[Escrito el 19 de junio de 2026]
El 8 de junio comenté sobre el apriete monetario que se avecinaba a nivel internacional, esta semana la Reserva Federal lo materializó. En su primera reunión bajo la presidencia de Kevin Warsh, el Comité Federal de Mercado Abierto eliminó el sesgo hacia recortes de tasas que mantenía en sus comunicados y la dejó de forma unánime en el rango actual del 3.5% al 3.75%. Nueve de los dieciocho funcionarios que sometieron proyecciones anticipan un alza antes de que termine 2026, frente a ninguno en marzo.
El rendimiento de la nota del Tesoro a dos años, sensible a las expectativas de política monetaria, subió hasta 4.16% durante la conferencia de prensa de Warsh celebrada el pasado miércoles 17 de junio. Los futuros pasaron a considerar como un evento casi cierto un alza de 25 puntos básicos en la tasa de referencia para diciembre de este año.
Warsh no presentó su propio "punto" en el resumen de proyecciones y promovió un comunicado más corto, sin guía prospectiva.
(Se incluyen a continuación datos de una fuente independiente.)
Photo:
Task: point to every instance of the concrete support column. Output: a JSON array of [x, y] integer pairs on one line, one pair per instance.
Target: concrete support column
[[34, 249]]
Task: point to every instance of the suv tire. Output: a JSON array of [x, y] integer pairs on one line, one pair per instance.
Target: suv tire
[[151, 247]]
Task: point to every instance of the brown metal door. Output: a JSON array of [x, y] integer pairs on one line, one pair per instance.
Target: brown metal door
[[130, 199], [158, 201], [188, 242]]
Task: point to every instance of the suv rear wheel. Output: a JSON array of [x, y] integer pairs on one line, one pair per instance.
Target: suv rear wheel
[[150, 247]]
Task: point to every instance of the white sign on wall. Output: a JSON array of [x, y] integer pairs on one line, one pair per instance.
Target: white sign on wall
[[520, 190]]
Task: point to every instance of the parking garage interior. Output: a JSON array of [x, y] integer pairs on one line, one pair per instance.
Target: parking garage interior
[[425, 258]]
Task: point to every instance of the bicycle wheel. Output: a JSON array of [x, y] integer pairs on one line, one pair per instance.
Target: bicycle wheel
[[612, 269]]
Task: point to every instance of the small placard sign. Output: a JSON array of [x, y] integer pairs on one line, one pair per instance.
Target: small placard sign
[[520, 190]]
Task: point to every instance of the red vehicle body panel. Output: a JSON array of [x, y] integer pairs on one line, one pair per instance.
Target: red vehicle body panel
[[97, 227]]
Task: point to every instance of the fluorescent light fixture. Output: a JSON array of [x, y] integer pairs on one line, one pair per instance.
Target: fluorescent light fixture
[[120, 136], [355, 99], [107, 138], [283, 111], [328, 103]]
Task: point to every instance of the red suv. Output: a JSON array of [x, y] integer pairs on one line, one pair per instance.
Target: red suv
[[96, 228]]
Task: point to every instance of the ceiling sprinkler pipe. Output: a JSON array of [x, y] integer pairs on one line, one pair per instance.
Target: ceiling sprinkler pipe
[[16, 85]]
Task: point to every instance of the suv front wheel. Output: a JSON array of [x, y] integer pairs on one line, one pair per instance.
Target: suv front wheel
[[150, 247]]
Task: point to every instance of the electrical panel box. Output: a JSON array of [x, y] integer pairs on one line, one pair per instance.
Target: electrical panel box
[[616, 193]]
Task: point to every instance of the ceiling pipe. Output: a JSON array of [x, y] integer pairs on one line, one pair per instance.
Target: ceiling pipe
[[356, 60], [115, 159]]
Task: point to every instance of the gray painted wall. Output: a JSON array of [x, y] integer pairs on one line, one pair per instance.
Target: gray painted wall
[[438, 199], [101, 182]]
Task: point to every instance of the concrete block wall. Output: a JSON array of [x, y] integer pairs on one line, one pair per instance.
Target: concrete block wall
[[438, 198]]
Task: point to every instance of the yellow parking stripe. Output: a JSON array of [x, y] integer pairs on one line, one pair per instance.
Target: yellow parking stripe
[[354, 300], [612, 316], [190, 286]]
Parece que ahora se tendrá una Fed que comunique menos, pero que transmita una señal más clara al eliminar contradicciones internas que generan ruido interpretativo en el mercado.
Hasta ahora, el apriete que vaticiné se ha manifestado en aumentos de las tasas de referencia del Banco Central Europeo y del Banco de Japón, así como en el mensaje más restrictivo de la Fed. Ante esa realidad, el Banco Central de la República Dominicana debe procurar que su narrativa sea coherente con la disposición de llevar a cabo un apriete monetario que garantice el anclaje de las expectativas de inflación y la estabilidad macroeconómica.